Les infrastructures qui utilisent le programme de sécurité « Triconex » seraient donc les plus vulnérables et présenteraient un risque d’autant plus important qu’il s’agit souvent là de sites sensibles. « Ces systèmes de sécurité ne se trouvent pas uniquement dans les usines pétrochimiques, ils sont aussi la dernière ligne de défense à peu près partout, des systèmes de transports aux centrales nucléaires, en passant par les réseaux de traitement de l’eau » précise Martin Giles.

Le programme Triconex est installé sur 15.000 sites industriels dans 80 pays.

Quelles cibles potentielles ?

Alors que de nombreux sites industriels intègrent de plus en plus de connectivité à toutes sortes d’équipements afin de permettre aux travailleurs de les surveiller à distance et de collecter rapidement des données sur leur fonctionnement, cette connectivité semble également proposer d’avantage de cibles potentielles aux pirates, comme le souligne Martin Giles.

Baptisé XENOTIME et actif depuis 2014, le groupe de hackers à l’origine de Triton disposerait d’ailleurs de nombreux moyens, portant ainsi la suspicion sur une agence ou un état, en l’occurrence la Russie. Ces hackers viseraient actuellement des cibles en Amérique du Nord et dans d’autres parties du monde.

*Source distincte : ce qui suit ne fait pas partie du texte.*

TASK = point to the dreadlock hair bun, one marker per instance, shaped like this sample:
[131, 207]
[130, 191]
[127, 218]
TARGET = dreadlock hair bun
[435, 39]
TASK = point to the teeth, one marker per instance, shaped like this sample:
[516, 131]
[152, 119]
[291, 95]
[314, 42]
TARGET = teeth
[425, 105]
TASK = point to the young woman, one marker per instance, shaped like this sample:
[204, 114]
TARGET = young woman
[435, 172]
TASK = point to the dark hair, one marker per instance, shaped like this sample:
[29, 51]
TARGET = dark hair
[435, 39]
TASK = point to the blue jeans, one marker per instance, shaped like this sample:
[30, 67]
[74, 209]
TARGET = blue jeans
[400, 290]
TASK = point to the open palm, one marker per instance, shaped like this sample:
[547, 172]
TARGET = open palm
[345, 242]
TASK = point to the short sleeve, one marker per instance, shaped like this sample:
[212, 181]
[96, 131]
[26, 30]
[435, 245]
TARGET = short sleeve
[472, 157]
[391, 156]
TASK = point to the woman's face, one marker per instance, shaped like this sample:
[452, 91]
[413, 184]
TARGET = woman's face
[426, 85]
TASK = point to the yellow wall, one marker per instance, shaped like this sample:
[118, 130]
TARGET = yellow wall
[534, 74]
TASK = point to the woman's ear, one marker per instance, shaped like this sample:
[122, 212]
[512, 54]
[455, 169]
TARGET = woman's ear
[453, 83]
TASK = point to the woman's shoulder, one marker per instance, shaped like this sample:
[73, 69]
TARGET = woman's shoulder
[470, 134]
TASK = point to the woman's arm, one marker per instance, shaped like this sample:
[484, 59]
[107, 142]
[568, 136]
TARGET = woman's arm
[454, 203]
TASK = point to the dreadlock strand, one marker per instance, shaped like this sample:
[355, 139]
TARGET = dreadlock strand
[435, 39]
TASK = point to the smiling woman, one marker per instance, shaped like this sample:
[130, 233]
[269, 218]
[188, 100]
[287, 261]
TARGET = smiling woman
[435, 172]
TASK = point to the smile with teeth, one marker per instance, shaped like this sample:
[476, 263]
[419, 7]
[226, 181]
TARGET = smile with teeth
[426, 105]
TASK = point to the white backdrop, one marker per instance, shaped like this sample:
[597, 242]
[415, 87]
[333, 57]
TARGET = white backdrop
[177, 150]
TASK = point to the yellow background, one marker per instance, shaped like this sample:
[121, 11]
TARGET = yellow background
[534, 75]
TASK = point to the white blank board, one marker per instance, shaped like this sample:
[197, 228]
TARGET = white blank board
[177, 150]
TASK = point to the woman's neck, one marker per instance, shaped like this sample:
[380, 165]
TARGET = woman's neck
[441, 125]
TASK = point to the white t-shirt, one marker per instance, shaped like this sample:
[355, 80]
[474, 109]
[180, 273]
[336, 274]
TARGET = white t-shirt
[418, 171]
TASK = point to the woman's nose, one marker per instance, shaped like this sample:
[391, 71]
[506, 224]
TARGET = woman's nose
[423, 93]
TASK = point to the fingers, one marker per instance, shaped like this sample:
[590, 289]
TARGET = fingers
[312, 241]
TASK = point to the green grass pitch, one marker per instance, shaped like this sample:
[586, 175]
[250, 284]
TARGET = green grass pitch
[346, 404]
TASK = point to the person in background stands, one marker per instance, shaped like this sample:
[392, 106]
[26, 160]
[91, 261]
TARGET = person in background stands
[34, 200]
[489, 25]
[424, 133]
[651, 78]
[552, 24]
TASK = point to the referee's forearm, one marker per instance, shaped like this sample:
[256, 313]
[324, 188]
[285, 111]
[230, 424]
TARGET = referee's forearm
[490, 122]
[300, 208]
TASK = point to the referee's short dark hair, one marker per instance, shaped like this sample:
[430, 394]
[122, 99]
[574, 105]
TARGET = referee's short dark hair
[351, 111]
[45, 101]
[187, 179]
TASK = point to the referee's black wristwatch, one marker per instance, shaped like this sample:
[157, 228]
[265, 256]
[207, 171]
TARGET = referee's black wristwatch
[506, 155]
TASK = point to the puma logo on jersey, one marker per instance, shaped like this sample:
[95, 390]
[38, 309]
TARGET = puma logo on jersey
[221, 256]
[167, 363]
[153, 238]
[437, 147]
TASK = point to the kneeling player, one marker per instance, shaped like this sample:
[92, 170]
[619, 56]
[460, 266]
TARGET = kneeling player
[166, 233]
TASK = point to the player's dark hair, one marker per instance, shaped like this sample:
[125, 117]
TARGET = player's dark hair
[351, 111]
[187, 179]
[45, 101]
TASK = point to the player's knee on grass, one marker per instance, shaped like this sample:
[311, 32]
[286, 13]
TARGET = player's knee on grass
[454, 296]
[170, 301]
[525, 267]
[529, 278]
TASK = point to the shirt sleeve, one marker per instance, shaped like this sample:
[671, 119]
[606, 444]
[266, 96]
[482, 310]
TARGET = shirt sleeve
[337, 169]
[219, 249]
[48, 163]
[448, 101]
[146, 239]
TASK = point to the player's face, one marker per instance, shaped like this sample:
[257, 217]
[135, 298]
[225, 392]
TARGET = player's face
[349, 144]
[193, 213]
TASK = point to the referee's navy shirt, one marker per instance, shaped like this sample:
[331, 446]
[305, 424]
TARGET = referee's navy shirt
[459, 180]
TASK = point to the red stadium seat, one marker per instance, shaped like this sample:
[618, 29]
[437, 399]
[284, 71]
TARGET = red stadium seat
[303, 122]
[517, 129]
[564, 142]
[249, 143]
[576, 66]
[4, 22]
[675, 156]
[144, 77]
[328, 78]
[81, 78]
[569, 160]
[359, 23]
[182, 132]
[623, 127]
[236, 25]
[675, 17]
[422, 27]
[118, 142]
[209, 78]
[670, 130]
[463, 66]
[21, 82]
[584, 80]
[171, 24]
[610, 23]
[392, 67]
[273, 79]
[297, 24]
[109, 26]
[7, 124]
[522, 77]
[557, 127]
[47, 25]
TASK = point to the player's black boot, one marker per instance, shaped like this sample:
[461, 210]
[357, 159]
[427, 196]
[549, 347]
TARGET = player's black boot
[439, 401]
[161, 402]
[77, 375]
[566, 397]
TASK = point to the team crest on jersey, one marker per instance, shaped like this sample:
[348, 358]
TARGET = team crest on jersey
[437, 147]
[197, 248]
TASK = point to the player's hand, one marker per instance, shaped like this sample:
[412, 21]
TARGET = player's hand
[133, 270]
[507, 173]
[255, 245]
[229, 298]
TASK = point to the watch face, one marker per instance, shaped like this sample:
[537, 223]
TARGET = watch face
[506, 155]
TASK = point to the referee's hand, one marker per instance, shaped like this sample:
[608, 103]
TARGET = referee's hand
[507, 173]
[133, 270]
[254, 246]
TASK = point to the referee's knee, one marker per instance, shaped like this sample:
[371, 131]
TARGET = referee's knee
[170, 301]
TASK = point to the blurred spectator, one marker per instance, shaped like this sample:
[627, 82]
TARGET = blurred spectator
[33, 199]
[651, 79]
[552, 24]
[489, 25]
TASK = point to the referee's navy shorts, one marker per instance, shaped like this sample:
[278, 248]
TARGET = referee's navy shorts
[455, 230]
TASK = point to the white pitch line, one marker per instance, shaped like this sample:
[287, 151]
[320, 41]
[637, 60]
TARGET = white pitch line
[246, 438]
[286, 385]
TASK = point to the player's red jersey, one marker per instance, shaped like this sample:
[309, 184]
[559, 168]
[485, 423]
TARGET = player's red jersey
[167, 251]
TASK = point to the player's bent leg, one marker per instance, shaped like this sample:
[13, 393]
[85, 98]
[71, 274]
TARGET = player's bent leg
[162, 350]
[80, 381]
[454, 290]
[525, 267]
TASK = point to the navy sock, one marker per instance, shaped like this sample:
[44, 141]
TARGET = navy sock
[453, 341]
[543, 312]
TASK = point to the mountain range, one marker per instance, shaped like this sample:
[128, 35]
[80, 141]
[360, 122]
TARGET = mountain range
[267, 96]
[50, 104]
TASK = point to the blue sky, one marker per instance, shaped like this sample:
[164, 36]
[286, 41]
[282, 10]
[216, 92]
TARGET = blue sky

L’identité de ce groupe n’est à l’heure actuelle pas vérifiée mais fait l’objet d’une attention accrue de la part de firmes spécialisées en cybersécurité, qui tentent encore de déconstruire ce logiciel malveillant et très sophistiqué afin d’en établir l’origine.

A l’heure ou les tensions entre états se caractérisent de plus en plus par des ingérences informatiques, la présence importante d’installations sensibles et de centrales nucléaires en Europe, dont le fonctionnement et parfois la vétusté sont critiqués, pourraient également représenter de potentielles cibles pour Triton et par extension un risque important pour les citoyens.

Une longue histoire d’attaques

Parmi l’historique des virus célèbres, comment ne pas évoquer Stuxnet, un ver informatique particulièrement puissant découvert en 2010 et conçu par l’Agence de Sécurité Nationale américaine (NSA). Celui-ci s’était propagé en Iran, en Indonésie et en Inde dans le but précis de détruire le réacteur nucléaire iranien de Bushehr. Son impact avait porté un sérieux coup d’arrêt au programme d’enrichissement en uranium du pays, qui ne s’était toutefois pas prononcé sur l’ampleur de son action.

On se souviendra également de Havex, conçu en 2013 pour surveiller les systèmes de contrôle des équipements industriels, afin que les pirates informatiques puissent déterminer comment monter des attaques sur ces mêmes équipements. Le code fonctionnait comme un cheval de Troie, en accédant à distance aux ordinateurs de milliers d’entreprises principalement spécialisées dans les secteurs de l’énergie et de la pétrochimie.

En 2015 et 2016, d’autres chevaux de Troie particulièrement malveillants, repris sous les noms BlackEnergy et CrashOverride, ont été utilisés par des hackers russes pour s’en prendre aux installations et aux réseaux électriques de plusieurs sociétés ukrainiennes, provoquant ainsi d’importantes pannes de courant. Ces logiciels fonctionnaient en collectant des informations sur les systèmes d’opérations d’électricité puis reprenaient les mêmes codes pour en modifier leur comportement.